The Income Tax Department and the GST Department share information on the basis of which the other department acts. However, this act should not be done in haste but on one's own inquiry. A hasty action on the GST Department's information has caused some embarrassment for the Income Tax Dept. in the case of VASUKI GLOBAL INDUSTRIAL LIMITED vs. PRINCIPAL CHIEF COMMISSIONER OF INCOME TAX [2025-VIL-293-GUJ-DT], where it had received information from the GST Department that the petitioner was involved in GST invoice fraud and was availing or passing on fraudulent Input Tax Credit on fake invoices. Based on this information, the Income Tax Department had issued notices under Section 148A(b) of the Income Tax Act, 1961, to various buyers and sellers who had transacted with the petitioner. This resulted in the suppliers of the petitioner stopping their business transactions with the petitioner. To add salt to injury, the information received from the GST Department was found to be incorrect, and the Income Tax Department had to withdraw the notices.

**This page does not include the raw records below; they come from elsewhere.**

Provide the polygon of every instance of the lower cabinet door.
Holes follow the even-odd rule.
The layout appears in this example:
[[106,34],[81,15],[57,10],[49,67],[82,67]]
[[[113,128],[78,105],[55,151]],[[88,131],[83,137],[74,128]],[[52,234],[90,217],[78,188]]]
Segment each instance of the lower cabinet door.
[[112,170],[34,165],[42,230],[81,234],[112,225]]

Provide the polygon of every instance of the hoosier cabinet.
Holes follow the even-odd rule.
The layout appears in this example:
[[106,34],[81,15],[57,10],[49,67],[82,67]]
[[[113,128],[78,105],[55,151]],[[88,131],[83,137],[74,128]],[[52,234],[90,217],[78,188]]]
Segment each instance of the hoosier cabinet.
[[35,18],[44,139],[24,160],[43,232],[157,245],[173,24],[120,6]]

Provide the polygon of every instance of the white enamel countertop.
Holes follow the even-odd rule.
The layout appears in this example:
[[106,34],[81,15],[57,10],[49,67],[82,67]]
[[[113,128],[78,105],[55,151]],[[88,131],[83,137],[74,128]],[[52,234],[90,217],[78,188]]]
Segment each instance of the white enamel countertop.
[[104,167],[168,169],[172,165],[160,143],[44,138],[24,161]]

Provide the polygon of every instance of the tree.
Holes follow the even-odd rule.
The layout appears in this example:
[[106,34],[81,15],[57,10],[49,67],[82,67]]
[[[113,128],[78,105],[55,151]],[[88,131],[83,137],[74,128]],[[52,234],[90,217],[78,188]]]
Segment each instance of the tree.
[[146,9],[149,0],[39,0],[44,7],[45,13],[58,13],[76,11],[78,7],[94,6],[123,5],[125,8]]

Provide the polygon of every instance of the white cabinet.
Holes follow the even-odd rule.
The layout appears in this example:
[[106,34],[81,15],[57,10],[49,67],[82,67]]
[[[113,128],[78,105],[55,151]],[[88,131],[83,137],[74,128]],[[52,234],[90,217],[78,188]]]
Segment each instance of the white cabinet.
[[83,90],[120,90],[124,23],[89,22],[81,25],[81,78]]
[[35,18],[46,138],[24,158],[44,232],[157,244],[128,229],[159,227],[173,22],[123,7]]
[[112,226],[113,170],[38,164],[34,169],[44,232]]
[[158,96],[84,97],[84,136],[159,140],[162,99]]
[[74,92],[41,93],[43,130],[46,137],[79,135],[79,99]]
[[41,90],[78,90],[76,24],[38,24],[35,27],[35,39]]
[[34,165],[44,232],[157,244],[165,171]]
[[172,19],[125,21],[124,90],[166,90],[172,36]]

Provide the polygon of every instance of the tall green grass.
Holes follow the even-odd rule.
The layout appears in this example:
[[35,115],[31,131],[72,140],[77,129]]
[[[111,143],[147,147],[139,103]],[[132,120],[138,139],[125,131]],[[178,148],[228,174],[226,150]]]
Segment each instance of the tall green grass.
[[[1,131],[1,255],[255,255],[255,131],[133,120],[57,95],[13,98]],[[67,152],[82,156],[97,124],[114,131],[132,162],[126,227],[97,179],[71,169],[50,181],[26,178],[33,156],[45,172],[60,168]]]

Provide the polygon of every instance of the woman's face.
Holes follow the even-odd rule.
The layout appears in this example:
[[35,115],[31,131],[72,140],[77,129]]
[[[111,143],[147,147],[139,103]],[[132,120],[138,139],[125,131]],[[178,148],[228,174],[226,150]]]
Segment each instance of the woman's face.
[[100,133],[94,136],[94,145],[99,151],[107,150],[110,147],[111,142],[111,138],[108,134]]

Hence, the Income Tax Department was directed by the High Court that in the future, the Income Tax Department will not take any such action on the basis of the information made available on the Insight Portal without proper verification as per the provisions of the Act.
Before issuing a notice under Section 148A(1) of the Income Tax Act, 1961, it is the responsibility and liability of the Jurisdictional Assessing Officer to verify the information made available on the Insight Portal, which suggests that the income chargeable to tax has escaped assessment in the case of the assessee for the relevant Assessment Year. If necessary, the Assessing Officer must conduct an inquiry with prior approval of the specified authority with respect to such information, and only after verification of the information made available to the Assessing Officer, the provisions of Section 148A(1) of the Act shall be invoked.
Similarly, the Bombay High Court in the case of PR. COMMISSIONER OF INCOME TAX-3, PUNE vs. RAMELEX PRIVATE LTD [2025-VIL-286-BOM-DT] held that the Assessing Officer cannot make additions solely based on general information received from the Sales Tax Department, without proper proof of the transactions being bogus. The AO has to take into account all documents produced by the assessee, like purchase bills, ledger accounts, bank payment proofs, etc., to justify the genuineness of the purchases, and also a certificate from its VAT auditor regarding the correct amount of purchases from one of the alleged Hawala dealers, which was duly considered by the CIT(A) and ITAT.